Она пела о себе и своей семье, о тем, как картофель впервые появился в Европе, и о том презрении, какое ей довелось испытать, пока ее не признали за дар, более драгоценный, чем золотые самородки.
— По повелению короля нас раздавали в ратушах всех городов, всем было объявлено о нашем великом значении, но этому никто не верил, не знали даже, как нас сажать. Одни рыли яму и бросали в нее целую меру картофеля. Другие совали в землю одну картофелину здесь, другую там и ждали, что из каждой вырастет целое дерево, с которого можно будет стряхивать плоды. Появлялись отдельные кусты, цветы, водянистые плоды, остальное же погибало. Никому не приходило в голову порыться в земле, поискать там настоящие картофелины… Да, мы много вынесли и выстрадали, то есть не мы, а наши предки, но ведь это все едино.
— Вот так история! — сказал молодой человек.
— Ну, хватит, пожалуй. Теперь посмотри на терновник!
— У нас тоже есть близкие родственники на родине картофеля, но только севернее, — рассказывал терновник. — Туда явились норманны из Норвегии, они направились на запад сквозь туманы и бури в неведомую страну и там, за льдами и снегами, нашли травы и зеленые луга, кусты с темно-синими винными ягодами — терновник. Его ягоды созревали на морозе, как созреваем и мы. А та страна получила название Винланд — «Винная страна», или Гренландия — «Зеленая страна».
— В высшей степени романтическое повествование! — сказал молодой человек.
— Да, а теперь поднимись на насыпь, что возле канавы, — сказала старуха, — да погляди на дорогу, ты увидишь там людей.
— Вот так толпа! — сказал молодой человек. — Да тут историям конца не будет. Шум, гам! У меня просто в глазах рябит. Я лучше отойду назад.
— Нет, шагай вперед! — сказала старуха. — Шагай прямо в людскую толчею, пусть твои глаза и уши будут открыты и сердце тоже, тогда ты скоро что-нибудь да придумаешь. Только прежде чем идти, давай-ка сюда мои очки и слуховой рожок!
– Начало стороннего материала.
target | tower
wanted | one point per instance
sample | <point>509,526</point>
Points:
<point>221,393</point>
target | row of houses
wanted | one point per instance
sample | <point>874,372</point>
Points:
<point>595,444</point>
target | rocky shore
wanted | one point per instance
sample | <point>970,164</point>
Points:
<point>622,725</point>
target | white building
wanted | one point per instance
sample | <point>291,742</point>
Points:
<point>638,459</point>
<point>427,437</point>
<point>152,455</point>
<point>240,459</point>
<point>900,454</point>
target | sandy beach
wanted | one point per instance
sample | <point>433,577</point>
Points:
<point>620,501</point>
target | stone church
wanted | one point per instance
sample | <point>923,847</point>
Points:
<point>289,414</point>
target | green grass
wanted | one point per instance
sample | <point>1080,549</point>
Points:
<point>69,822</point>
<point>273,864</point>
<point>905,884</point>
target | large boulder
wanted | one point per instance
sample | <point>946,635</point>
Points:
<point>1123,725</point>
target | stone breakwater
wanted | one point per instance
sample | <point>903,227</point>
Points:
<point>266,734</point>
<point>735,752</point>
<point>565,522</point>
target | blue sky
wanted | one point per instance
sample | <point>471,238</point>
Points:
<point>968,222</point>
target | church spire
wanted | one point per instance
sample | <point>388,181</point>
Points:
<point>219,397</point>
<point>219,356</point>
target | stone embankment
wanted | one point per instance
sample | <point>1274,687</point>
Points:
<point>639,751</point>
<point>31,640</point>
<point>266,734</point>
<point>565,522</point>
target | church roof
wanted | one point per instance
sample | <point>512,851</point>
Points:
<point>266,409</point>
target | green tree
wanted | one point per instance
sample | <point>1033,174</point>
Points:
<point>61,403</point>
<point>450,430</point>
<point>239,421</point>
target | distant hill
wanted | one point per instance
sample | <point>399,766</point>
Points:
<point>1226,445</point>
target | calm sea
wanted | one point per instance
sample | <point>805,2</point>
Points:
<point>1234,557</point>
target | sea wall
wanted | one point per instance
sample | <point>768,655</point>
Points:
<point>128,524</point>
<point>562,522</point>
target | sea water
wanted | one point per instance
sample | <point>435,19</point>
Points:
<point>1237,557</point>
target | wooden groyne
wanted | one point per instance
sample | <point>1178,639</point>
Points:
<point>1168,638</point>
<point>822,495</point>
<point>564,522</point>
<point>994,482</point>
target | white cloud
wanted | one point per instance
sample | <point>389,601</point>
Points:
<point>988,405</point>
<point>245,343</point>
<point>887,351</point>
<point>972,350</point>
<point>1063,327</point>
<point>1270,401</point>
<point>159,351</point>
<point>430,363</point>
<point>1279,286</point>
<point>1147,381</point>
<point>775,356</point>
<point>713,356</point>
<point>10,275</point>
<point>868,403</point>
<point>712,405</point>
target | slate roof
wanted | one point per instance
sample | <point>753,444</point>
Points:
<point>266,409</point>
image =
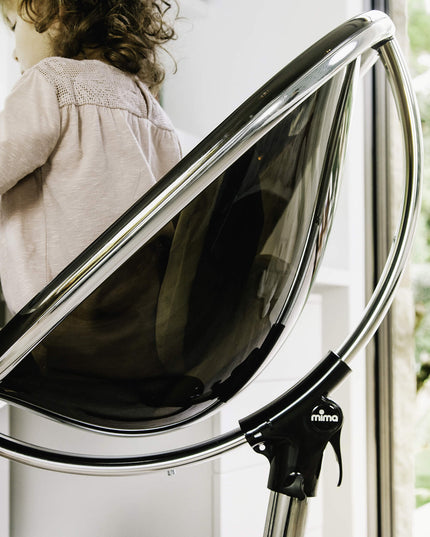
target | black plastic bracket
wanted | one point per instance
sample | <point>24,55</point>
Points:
<point>294,430</point>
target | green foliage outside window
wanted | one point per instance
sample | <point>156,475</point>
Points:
<point>419,62</point>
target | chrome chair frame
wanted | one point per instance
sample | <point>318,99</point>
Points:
<point>366,38</point>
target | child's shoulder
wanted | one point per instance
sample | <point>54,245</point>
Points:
<point>81,82</point>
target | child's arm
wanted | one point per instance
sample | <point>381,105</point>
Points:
<point>29,128</point>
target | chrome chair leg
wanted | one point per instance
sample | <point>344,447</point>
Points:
<point>286,516</point>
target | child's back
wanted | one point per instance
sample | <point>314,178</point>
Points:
<point>80,142</point>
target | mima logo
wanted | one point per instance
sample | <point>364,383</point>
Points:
<point>322,416</point>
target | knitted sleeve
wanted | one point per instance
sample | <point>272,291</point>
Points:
<point>29,128</point>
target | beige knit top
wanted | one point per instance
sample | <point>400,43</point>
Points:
<point>80,142</point>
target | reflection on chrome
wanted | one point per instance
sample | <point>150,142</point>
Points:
<point>214,265</point>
И она отняла у него то и другое.
— Теперь я ровно ничего не вижу! — сказал молодой человек. — И ничего не слышу.
— Ну, тогда не сделаться тебе к пасхе поэтом.
— А когда же?
— Ни к пасхе, ни к троице! Тебе никогда ничего не придумать!
— Так за что же мне взяться, если я хочу зарабатывать на поэзии?
— Ну, этого-то ты можешь добиться хоть к масленице! — сказала старуха. — Трави поэтов! Рази их творения, это все равно что разить их самих. Главное, не дрейфь! Бей сплеча и тогда сколотишь деньжонок, чтобы прокормить себя и жену.
— Чего только не придумают! — сказал молодой человек и ну колотить поэтов направо и налево, раз уж сам не мог заделаться поэтом.
Все это нам поведала знахарка; кому же, как не ей, знать, чего только не придумают.